Understanding Query Routing

// Targeted Query - processed on a single shard (fast)
// Shard key is included in query conditions
db.orders.find({ customer_id: 'C12345' }).explain('executionStats')
// "winningPlan": { "stage": "SINGLE_SHARD" }

// Scatter-Gather Query - processed on all shards (slow)
// Shard key is NOT included in query conditions
db.orders.find({ product: 'iPhone' }).explain('executionStats')
// "winningPlan": { "stage": "SHARD_MERGE" }

// Broadcast Query - sent to all shards
db.orders.aggregate([{ $group: { _id: '$status', total: { $sum: '$amount' } } }])

Monitoring

// Full sharding status check
sh.status();
sh.status(true);  // Including detailed information

// Chunk migration history
use config;
db.changelog.find({ what: "moveChunk.commit" }).sort({ time: -1 }).limit(10);

// Currently ongoing migrations
db.locks.find({ _id: "balancer" });

// Data size per shard
db.adminCommand({ listDatabases: 1, nameOnly: false });

mongosh Utilities

// Collection statistics
db.orders.stats()
db.orders.stats().sharded // true means sharded

// Document count per shard
db.orders.getShardDistribution()
// Shard shard1RS: data 2.5GB, docs 5,000,000, chunks 32
// Shard shard2RS: data 2.3GB, docs 4,800,000, chunks 30

Operational Considerations

1. Adding a Shard

// Add a new shard (no service interruption)
sh.addShard('shard3RS/shard3-1:27018,shard3-2:27018')

// The balancer automatically moves chunks to the new shard
// It takes time to complete the migration

2. Removing a Shard

// Remove a shard (draining)
db.adminCommand({ removeShard: 'shard2RS' })

// Check progress (run repeatedly)
db.adminCommand({ removeShard: 'shard2RS' })
// "state": "ongoing", "remaining": { "chunks": 15, "dbs": 0 }

// Check repeatedly until complete

3. Backup Strategy

# Full cluster backup with mongodump (through mongos)
mongodump --host mongos:27017 --out /backup/$(date +%Y%m%d)

# Or backup each shard's Replica Set individually
mongodump --host shard1-1:27018 --out /backup/shard1/$(date +%Y%m%d)
mongodump --host shard2-1:27018 --out /backup/shard2/$(date +%Y%m%d)

Summary

StrategySuitable CasesConsiderations
RangeRange query-centricPossible hotspot occurrence
HashedNeed for even distributionInefficient range queries
CompoundVarious query patternsKey design requires care
ZoneNeed for data localityPossible uneven distribution

Shard key selection is a decision that is difficult to reverse, so make sure to thoroughly analyze your actual data and query patterns before deciding.

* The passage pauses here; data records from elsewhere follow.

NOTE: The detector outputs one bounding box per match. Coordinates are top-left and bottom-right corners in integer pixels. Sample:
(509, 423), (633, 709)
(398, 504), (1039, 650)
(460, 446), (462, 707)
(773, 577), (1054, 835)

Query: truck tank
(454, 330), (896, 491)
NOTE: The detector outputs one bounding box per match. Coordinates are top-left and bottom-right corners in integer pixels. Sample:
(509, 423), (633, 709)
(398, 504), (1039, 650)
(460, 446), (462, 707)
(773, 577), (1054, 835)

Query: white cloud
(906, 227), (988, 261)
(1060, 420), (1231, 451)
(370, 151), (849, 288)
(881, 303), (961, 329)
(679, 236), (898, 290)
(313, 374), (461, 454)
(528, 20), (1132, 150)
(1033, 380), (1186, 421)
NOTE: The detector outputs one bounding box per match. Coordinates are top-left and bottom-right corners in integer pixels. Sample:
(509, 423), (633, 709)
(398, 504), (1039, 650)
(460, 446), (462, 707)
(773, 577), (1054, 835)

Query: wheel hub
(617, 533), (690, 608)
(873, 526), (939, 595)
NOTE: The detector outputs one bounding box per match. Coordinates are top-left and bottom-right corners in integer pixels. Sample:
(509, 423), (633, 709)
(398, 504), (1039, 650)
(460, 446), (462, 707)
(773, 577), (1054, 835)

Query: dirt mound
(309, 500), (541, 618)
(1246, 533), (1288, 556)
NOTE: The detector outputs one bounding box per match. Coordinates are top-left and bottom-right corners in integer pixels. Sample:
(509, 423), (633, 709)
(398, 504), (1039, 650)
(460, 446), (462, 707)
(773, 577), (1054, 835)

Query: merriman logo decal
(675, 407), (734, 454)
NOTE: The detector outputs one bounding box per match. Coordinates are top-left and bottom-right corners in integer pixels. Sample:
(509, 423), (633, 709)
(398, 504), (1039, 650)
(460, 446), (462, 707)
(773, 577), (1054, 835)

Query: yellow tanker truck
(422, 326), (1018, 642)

Quiz: MongoDB Sharding Comprehension Check (7 Questions)

Q1. What are the three components of a Sharded Cluster?

Shard (data storage), Config Server (metadata), mongos (router).

Q2. What is the hotspot problem in Range Sharding?

When using monotonically increasing keys (like created_at), the latest data always concentrates on the last shard.

Q3. What is the difference between Targeted Query and Scatter-Gather Query?

Targeted queries include the shard key in the query conditions and are processed on a single shard, while Scatter-Gather queries scan all shards.

Q4. Why set numInitialChunks?

In Hashed Sharding, pre-splitting initial chunks prevents imbalance during data loading.

Q5. What is the main use case for Zone Sharding?

Used when data residency regulations (GDPR, etc.) require storing data from specific regions only on specific shards.

Q6. Why is the balancer's activeWindow setting needed?

Chunk migration uses heavy I/O, so limiting it to non-business hours minimizes service impact.

Q7. What is the significance of the resharding feature added in MongoDB 5.0+?

It enables changing shard keys online, which was previously impossible.